I've been working on implementing common sorting algorithms into Python, and whilst working on selection sort I ran into a problem finding the minimum value of a sublist and swapping it with the first value of the sublist, which from my testing appears to be due to a problem with how I am using min() in my program.

Here is my code:

def selection_sort(li):
    for i in range(0, len(li)):
        a, b = i, li.index(min(li[i:]))
        li[a], li[b] = li[b], li[a]

This works fine for lists that have zero duplicate elements within them:

>>> selection_sort([9,8,7,6,5,4,3,2,1])
[1, 2, 3, 4, 5, 6, 7, 8, 9]

However, it completely fails when there are duplicate elements within the list.

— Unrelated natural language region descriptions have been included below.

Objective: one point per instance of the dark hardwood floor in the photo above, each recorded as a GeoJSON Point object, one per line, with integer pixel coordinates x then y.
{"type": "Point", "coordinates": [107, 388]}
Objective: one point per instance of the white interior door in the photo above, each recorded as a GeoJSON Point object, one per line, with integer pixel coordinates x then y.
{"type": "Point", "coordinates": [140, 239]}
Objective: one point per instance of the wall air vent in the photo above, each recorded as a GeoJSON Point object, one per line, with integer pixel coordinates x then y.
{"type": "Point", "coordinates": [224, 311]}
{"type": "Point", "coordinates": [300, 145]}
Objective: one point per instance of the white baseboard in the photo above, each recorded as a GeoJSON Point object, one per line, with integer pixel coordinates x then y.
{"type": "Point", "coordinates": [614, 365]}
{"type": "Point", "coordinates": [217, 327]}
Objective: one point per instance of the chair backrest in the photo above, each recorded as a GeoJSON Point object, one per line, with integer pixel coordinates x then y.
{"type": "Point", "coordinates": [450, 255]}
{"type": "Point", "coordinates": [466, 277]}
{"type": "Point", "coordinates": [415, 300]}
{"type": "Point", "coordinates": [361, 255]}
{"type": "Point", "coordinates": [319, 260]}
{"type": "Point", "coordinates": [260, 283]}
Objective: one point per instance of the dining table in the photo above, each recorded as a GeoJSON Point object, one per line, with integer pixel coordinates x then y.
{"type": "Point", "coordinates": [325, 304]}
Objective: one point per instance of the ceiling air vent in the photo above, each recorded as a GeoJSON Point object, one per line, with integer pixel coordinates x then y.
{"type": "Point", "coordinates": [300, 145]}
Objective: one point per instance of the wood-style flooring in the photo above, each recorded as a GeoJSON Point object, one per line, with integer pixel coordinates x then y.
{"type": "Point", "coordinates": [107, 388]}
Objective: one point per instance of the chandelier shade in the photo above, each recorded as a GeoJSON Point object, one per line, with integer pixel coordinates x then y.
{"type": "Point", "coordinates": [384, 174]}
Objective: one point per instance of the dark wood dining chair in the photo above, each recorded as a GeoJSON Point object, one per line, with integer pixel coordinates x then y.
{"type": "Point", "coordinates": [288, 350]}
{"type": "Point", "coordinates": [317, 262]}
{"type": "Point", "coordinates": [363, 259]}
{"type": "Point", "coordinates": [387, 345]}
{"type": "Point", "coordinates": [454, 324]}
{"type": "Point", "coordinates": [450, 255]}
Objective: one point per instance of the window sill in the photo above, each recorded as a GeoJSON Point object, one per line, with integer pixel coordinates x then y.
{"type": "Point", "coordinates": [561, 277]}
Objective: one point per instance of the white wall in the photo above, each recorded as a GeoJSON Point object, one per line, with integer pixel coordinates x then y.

>>> selection_sort([9,8,8,7,6,6,5,5,5,4,2,1,1])
[8, 8, 7, 6, 6, 5, 5, 5, 4, 2, 9, 1, 1]

I tried to solve this problem by examining what min() is doing on line 3 of my code, and found that min() returns the index value of the smallest element inside the sublist as intended, but the index is of the element within the larger list rather than of the sublist, which I hope this experimentation helps to illustrate more clearly:

>>> a = [1,2,1,1,2]
>>> min(a)
1                       # expected
>>> a.index(min(a))
0                       # also expected
>>> a.index(min(a[1:]))
0                       # should be 1?

I'm not sure what is causing this behaviour; it could be possible to copy li[i:] into a temporary variable b and then do b.index(min(b)) , but copying li[i:] into b for each loop might require a lot of memory, and selection sort is an in-place algorithm so I am uncertain as to whether this approach is ideal.

You're not quite getting the concept correctly!

li.index(item) will return the first appearance of that item in the list li. What you should do instead is if you're finding the minimum element in the sublist, search for that element in the sublist as well instead of searching it in the whole list. Also when searching in the sliced list, you will get the index in respect to the sublist. Though you can easily fix that by adding the starting step to the index returned.

A small fix for your problem would be:

def selection_sort(li):
    for i in range(0, len(li)):
        a, b = i, i + li[i:].index(min(li[i:]))
        li[a], li[b] = li[b], li[a]

One way you can do it is using list comprehension:

idxs = [i for i, val in enumerate(a) if val == min(a)]

Or even better, write your own code, which is faster asymptotically:

idxs = []
minval = None
for i, val in enumerate(a):
    if minval is None or minval > val:
        idxs = [i]
        minval = val
    elif minval == val:
        idxs.append(i)

When you write a.index(min(a[1:])) you are searching for the first occurence of the min of a[1:] , but you are searching in the original list . That's why you get 0 as a result.

By the way, the function you are looking for is generally called argmin . It is not contained in pure python, but numpy module has it.